Import dependencies

In [None]:
%reload_ext autoreload
%autoreload 1
%matplotlib inline

import matplotlib.pyplot as plt
import numpy as np
import pandas as pd
import cobra
import escher

# Load model

In [None]:
model = cobra.io.load_json_model("./models/iMM904.json")

# Utilities

In [None]:
def print_formulas(reaction):
    """Print formulas of reactants and products of a reaction."""
    print('reactants')
    for reactant in reaction.reactants:
        print(f'{reactant.id} ({reactant.name}): F {reactant.formula}')
    print('products')
    for product in reaction.products:
        print(f'{product.id} ({product.name}): F {product.formula}')

def print_formula_weights(reaction):
    """Print formula weights of reactants and products of a reaction."""
    print('reactants')
    for reactant in reaction.reactants:
        print(f'{reactant.id} ({reactant.name}): MW {reactant.formula_weight}')
    print('products')
    for product in reaction.products:
        print(f'{product.id} ({product.name}): MW {product.formula_weight}')
        
def print_stoichiometry(reaction):
    """Pretty-print stoichiometry of reaction."""
    for metabolite, coeff in reaction.metabolites.items():
        print(f'{coeff}, {metabolite.name}')

# Objective function

Get objective function (biomass/growth)

In [None]:
biomass = model.reactions.BIOMASS_SC5_notrace
biomass

In [None]:
print_stoichiometry(biomass)

> These stoichiometric constants were determined by the relative compositions (i.e. mass fractions) of these compounds in exponentially growing yeast, as determined from experiments (Mo et al., 2009).
>
> If the protocol described in Thiele & Palsson (2010) is followed, particularly figure 11, then the stoichiometric constants are expressed in terms of mmol substrate per g<sub>DW</sub>.  For example, there is 0.4588 mmol alanine in 1 gram (dry weight) of cell.

Medium

In [None]:
model.medium

Unrestrict bounds

In [None]:
model.reactions.get_by_id('EX_glc__D_e').bounds = (-10, 0)
model.reactions.get_by_id('EX_o2_e').bounds = (-999999.0, 0)

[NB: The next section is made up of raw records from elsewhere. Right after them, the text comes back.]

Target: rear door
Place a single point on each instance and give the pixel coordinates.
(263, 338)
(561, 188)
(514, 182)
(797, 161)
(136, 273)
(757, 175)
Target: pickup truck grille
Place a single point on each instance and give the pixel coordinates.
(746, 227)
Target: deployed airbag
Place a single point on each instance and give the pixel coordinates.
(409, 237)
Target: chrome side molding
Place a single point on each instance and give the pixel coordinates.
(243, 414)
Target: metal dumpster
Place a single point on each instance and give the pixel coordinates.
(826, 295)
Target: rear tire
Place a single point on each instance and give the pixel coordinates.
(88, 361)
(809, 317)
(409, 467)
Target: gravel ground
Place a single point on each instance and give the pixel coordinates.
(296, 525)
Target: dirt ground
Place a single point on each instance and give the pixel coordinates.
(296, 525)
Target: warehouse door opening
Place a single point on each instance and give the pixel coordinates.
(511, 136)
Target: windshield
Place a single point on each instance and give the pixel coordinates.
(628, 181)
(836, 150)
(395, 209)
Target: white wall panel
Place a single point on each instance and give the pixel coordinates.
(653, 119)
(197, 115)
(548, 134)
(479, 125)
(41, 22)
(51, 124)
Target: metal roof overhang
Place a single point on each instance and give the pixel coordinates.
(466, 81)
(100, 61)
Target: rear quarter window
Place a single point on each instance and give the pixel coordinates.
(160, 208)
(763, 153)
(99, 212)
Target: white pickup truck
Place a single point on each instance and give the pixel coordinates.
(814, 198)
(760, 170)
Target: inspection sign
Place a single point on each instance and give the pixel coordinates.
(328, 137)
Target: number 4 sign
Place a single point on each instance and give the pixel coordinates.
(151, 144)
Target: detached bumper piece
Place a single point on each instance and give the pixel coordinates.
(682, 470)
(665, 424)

> Problem: If I set the bounds of glucose exchange to be (-99999, 0), the objective function reaches a huge value, so I left it at the default value.

Linear reaction coefficients

In [None]:
cobra.util.solver.linear_reaction_coefficients(model)

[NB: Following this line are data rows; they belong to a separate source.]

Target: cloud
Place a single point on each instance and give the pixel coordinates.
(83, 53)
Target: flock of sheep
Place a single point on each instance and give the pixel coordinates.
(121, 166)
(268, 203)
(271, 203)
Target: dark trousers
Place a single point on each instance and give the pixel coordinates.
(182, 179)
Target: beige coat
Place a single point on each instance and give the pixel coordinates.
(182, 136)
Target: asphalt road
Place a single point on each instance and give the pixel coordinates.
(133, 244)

> The objective function is the biomass reaction and the biomass reaction only, not a linear combination of anything.

Optimise using (vanilla) FBA

In [None]:
solution = model.optimize()

In [None]:
model.summary()

In [None]:
solution

# Non-growth ATP maintenance

In [None]:
model.reactions.get_by_id('ATPM')

# Fluxes

Import list of metabolites represented in biomass reaction.  `biomass_type` is manually labelled.

In [None]:
biomass_metabolites_df = pd.read_csv('iMM904-biomass-categories.csv', delimiter=',')

In [None]:
biomass_metabolites_df

Get fluxes of each metabolite in the (optimised) biomass reaction, append to the dataframe.

In [None]:
model.metabolites.get_by_id('13BDglcn_c').summary()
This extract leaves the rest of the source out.